Imagine you are living in the Dark Ages and the Greeks already proved that the world is round, but the world-is-a-ball theory is not being widely taught. So teachers, who rarely step outside the walls of their own institutions, confidently declare to their students that the world is flat, whereas those who meanwhile roam this wonderful planet more widely (let’s call them entrepreneurs and investors) know perfectly well that it is round. This is pretty much what is happening today with the divide between real-world and academic investment professionals.
If you learn anything by going to the Berkshire Hathaway annual meeting, it is the incredible power of incentives. Berkshire vice chairman Charlie Munger is big on that idea.
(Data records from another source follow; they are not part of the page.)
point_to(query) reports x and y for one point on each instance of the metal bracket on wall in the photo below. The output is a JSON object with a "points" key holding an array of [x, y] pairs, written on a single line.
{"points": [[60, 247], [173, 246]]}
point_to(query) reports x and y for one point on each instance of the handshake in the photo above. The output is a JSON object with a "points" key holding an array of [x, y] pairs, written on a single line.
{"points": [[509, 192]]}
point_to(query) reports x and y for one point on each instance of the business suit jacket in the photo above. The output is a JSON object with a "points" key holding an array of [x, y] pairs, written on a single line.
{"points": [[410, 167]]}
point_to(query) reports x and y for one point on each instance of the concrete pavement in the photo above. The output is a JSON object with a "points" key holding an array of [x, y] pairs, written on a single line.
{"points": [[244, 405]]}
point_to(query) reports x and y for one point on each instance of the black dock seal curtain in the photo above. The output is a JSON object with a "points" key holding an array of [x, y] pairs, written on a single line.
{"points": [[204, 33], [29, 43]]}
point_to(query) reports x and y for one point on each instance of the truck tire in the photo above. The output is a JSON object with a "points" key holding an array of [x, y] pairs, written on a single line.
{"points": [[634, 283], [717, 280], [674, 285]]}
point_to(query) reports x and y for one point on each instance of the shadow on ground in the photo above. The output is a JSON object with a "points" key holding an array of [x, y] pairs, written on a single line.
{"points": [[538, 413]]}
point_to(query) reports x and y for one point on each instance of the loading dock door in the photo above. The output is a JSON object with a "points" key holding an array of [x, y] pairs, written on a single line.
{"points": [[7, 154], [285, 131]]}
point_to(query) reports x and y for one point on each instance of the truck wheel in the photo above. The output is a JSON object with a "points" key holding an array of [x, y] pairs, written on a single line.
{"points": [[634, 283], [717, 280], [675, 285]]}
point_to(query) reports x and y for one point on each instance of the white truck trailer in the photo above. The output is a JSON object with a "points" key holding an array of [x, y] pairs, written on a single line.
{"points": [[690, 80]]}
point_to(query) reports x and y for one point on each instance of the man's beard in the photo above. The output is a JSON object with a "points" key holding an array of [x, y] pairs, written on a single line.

Teachers will teach what is teachable; they’ll default to solving a mathematical equation (while stuffing it with arbitrary numbers for the most part), because that is what they know how to do. They can learn MPT by reading their predecessors’ textbooks, and therefore that is what they’ll teach, too. The beauty of MPT, at least from a teaching perspective, is that it turns investing into a math problem, with elegant equations that always spit out precise, albeit random numbers.
But please don’t tell anyone I said this, because as an investor I’d love for MPT to be taught starting in kindergarten. It would make my job easier: I’d be competing against imbeciles who still believe the world is flat. However, as a well-wishing person dispensing advice, I’d say, spend as little time as you can studying MPT.